Geçen haftalarda gerçekleşeceği iddia edilen ancak gerçekleşmeyen bakan değişimi dün gece yaşandı. Hazine ve Maliye Bakanı Lütfi Elvan görevinden ‘affını istedi’; yerine yardımcısı Nureddin Nebati getirildi. Nebati’nin geçen yıl aynı zamanlarda tartışmalı bir şekilde istifa eden damat Albayrak’a yakın olduğu belirtiliyor. Erdoğan’ın faiz politikasıyla daha fazla gün yüzüne çıkan, “kendi sermaye kesimlerini besleme” politikasına devam edeceğini, yeni bakanın MÜSAİD yöneticisi olmasından anlayabiliriz.

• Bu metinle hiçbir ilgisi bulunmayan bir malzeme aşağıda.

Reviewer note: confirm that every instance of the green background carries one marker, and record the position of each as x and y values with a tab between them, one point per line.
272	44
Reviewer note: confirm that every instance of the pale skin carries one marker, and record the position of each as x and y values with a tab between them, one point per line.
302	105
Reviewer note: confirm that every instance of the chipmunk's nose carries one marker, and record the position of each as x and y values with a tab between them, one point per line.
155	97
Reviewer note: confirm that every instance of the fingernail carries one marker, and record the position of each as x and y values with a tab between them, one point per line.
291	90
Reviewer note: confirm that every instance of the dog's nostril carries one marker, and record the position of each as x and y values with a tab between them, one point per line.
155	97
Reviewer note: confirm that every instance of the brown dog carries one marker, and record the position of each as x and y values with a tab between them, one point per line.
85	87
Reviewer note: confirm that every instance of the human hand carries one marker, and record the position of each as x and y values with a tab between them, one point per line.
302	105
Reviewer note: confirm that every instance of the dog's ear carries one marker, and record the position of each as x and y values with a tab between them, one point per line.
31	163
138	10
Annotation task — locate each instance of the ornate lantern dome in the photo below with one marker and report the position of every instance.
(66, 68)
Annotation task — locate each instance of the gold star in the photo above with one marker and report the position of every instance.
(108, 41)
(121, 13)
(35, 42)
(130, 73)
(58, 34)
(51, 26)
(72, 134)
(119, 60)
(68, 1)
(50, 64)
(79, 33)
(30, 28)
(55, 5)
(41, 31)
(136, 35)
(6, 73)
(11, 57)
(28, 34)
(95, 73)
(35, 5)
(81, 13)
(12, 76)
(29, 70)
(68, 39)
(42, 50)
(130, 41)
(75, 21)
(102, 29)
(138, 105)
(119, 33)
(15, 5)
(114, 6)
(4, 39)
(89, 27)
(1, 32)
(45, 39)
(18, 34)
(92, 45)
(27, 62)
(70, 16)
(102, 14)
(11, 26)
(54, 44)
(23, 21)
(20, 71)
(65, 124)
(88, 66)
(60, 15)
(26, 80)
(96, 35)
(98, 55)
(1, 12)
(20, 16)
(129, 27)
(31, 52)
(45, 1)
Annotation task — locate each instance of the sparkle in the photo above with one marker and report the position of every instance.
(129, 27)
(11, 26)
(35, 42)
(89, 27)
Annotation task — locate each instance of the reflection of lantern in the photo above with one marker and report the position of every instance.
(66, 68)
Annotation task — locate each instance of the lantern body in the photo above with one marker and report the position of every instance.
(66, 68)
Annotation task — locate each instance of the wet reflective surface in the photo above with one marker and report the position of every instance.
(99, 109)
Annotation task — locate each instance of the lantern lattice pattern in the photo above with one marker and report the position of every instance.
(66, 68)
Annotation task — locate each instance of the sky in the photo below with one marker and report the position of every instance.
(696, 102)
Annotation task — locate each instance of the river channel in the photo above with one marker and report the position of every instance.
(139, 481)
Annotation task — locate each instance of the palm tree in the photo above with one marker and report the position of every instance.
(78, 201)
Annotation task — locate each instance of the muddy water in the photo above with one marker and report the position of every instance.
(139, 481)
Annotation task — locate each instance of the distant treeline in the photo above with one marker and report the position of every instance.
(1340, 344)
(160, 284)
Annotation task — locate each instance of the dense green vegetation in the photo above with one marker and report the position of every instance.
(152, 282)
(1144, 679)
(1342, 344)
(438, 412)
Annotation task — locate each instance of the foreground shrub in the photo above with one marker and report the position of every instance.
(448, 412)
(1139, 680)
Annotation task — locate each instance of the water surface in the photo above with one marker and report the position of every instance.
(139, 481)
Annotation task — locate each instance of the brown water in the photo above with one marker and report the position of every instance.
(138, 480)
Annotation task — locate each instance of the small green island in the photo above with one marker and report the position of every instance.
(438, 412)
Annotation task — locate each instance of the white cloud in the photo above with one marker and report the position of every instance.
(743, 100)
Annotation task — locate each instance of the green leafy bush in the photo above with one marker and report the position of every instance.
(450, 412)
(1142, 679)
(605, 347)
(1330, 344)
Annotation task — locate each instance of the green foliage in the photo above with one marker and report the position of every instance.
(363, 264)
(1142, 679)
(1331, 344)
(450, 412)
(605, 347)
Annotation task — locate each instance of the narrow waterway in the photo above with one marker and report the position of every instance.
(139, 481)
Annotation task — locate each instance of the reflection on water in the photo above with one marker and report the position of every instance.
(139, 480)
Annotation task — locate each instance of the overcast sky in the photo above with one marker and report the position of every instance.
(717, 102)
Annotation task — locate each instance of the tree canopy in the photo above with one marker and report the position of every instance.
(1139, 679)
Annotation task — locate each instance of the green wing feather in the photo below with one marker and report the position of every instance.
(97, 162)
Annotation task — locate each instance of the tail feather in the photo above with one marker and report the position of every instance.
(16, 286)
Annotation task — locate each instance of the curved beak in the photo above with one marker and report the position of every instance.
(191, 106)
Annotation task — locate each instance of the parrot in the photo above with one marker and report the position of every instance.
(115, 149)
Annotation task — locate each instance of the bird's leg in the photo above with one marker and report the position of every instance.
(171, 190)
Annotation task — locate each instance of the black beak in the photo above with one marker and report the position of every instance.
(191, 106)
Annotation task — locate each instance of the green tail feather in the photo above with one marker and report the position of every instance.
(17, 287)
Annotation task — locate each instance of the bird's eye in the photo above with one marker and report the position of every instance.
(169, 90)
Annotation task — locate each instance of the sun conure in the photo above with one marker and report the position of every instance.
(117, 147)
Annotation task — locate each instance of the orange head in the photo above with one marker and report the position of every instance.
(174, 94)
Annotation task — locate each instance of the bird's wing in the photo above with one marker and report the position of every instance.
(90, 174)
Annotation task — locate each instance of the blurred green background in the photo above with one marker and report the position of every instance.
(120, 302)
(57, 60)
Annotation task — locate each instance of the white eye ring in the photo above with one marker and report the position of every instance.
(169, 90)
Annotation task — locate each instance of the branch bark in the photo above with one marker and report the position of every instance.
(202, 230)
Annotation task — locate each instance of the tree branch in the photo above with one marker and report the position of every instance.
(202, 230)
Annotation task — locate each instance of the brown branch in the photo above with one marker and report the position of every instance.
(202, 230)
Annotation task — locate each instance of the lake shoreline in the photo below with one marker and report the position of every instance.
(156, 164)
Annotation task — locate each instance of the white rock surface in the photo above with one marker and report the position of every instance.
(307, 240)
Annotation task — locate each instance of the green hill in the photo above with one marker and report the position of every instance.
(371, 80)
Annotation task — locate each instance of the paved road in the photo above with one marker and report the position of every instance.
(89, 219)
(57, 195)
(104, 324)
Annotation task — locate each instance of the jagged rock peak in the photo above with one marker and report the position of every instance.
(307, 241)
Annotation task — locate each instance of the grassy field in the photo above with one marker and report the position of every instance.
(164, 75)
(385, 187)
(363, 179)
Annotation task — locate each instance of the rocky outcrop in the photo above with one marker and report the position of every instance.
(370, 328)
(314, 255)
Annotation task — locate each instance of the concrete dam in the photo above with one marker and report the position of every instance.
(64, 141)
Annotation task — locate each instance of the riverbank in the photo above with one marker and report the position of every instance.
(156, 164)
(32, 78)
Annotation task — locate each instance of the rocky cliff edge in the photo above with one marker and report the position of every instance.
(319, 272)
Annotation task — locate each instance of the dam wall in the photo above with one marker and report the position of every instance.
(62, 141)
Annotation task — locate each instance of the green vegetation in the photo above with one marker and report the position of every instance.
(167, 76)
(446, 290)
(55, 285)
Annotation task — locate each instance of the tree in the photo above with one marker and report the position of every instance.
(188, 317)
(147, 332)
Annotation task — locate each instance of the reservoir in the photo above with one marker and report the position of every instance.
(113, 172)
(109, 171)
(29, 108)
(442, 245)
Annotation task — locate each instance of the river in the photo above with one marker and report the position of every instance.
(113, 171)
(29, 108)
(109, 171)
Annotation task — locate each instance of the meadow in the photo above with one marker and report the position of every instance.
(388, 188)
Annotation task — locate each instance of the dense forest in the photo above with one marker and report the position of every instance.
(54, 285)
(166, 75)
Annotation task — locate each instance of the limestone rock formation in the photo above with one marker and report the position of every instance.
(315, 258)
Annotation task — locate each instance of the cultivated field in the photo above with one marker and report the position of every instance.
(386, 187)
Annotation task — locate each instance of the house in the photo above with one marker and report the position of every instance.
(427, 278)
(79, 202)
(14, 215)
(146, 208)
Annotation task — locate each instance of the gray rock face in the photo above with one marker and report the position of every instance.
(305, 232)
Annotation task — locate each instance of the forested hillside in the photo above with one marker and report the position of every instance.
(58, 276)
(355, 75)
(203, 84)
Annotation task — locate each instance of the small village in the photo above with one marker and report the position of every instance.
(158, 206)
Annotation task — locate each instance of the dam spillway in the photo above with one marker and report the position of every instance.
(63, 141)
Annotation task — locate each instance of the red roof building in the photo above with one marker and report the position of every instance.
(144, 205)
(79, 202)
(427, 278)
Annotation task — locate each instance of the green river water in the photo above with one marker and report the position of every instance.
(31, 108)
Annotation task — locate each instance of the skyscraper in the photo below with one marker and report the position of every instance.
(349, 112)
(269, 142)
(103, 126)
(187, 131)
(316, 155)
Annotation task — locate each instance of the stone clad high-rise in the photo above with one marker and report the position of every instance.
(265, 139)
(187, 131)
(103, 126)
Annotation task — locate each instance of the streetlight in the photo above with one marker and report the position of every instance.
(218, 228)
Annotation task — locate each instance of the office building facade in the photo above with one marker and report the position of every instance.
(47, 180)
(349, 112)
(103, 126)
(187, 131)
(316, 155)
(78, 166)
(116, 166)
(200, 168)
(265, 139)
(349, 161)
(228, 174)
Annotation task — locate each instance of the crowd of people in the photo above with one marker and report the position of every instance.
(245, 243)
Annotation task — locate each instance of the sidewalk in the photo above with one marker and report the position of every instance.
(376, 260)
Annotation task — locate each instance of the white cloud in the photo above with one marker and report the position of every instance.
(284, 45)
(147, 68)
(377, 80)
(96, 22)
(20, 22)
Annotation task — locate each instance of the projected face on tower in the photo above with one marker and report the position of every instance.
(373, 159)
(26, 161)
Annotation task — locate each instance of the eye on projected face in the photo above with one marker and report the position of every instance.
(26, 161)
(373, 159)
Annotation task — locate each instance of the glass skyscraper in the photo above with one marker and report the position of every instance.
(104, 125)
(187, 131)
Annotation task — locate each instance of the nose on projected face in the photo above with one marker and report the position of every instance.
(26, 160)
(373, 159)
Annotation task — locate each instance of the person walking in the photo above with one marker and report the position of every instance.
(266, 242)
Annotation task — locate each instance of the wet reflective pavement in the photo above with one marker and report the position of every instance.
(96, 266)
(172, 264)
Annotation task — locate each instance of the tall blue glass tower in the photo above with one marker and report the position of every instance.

Erdoğan; emekçi halkın yaşadığı tüm zorlukları dikkate dahi almadan, kendisini destekleyecek ve ayakta tutacağına inandığı sermaye kesimini beslemeye devam edecek gibi görünüyor.
İktidarın ekonomi politikalarında bu istifaların ve değişimlerin elbette önemi var. Albayrak’ın istifası da ekonomi yönetimiyle ilgili tartışmaların sonucunda bir anda gerçekleşti. Resmi bir açıklama olmasa bile döviz kurunu sabit tutabilmek için 128 milyar dolarlık hazine rezervi Albayrak döneminde eritildi. Dolar kuruyla ilgili şiveli bir şekilde yaptığı ‘şakalar’ hala dalga konusu.
Bu istifadan sonra Albayrak’ın da becermeye çalıştığı düşük faiz politikasına kısa bir süre ara verildi. Naci Ağbal ve Lütfi Elvan getirildi, ekonomideki sorunlar birazcık olsun ertelendi. Ancak seçim gündemi yaklaştıkça, salgının ekonomi üzerindeki etkisi kaybolup da bir iyileşme görülmeyince başka kararlar alınmak zorunda kalındı. Kavcıoğlu’nun atanmasıyla bu ara dönem de bitti. Dün akşam yapılan atamayla düşük faiz politikası perçinlenmiş oldu.
Siyasi iktidarın bakanları öyle çok değişmiyor. Ancak ekonomi alanında, hem bakanlık hem de Merkez Bankası’nda sürekli bir sallantı var. Bakan, başkan değişmese yardımcılar, müdürler, daire başkanları değişiyor. Ekonomi politikaları bir türlü yerine oturtulamıyor.
AKP açısından bu sefer ise son düzlüğe girilmiş gibi gözüküyor. Erken seçim tartışmalarının yaşandığı, olağan seçimlere bile az bir sürenin kaldığı bu dönemde ekonomide bir öyle bir böyle yapılamayacak bir noktaya gelindi. Tüm iktidar kadrolarının canla başla kararlaştırılan politikayı savunmaya koşması, Erdoğan’ın meseleyi en üst düzeyden ele alması bundan. Ekonomide karar verilen politika böyle zorunlulukların ürünü.
Merkez Bankası başkanı bugünkü açıklamasında ‘pahalılığın’ kısa sürede düşeceğini, 6 ay sonra da uygulanan politikaların ‘iyi sonuçlarını’ görebileceğimizi açıkladı. Kavcıoğlu için 6 ay kısa bir süre olabilir ama ekonominin sonuçlarını gün gün yaşayanlar için uzun bir süre. Ayrıca Erdoğan’ın ballandırarak anlattığı ‘düşük faizle artan üretim’ masalının sonuçlarının 6 ayda görülmesi zor. Bir önceki seferde dolar kurunu bastırmaya yarayan rezervler artık elde yok. Dün Merkez Bankası’nın yaptığı müdahale kaç kere daha tekrarlanabilir belli değil. AKP tüm zorluklarına, değişen tüm bakanlara rağmen bu politikayı sürdürecektir. Bunun halk üzerindeki etkisini ise ‘Sabredin’ söylemleriyle hafifletmeye çalışacak.
Bakanların değişmesiyle düzeltilemeyen ekonomi, sorunun ne kadar temelde olduğunu gösteriyor. Ülkedeki ekonomik kriz faizi indirip çıkartarak, sermayenin o veya bu kesimini kollayarak düzeltilemeyecek bir durumda. Bu gidişata karşı emekçilerin sesi gittikçe daha yüksek çıkıyor. Mücadele sebepleri ve imkanları artıyor. Çözümsüzlük, mevcut ekonomik düzenin yanılsamalarını dağıtıyor. Son raddede, bu yanılsamaları defetmek ve işçi sınıfının mücadele imkanlarını genişletmek görevi bizlere düşüyor.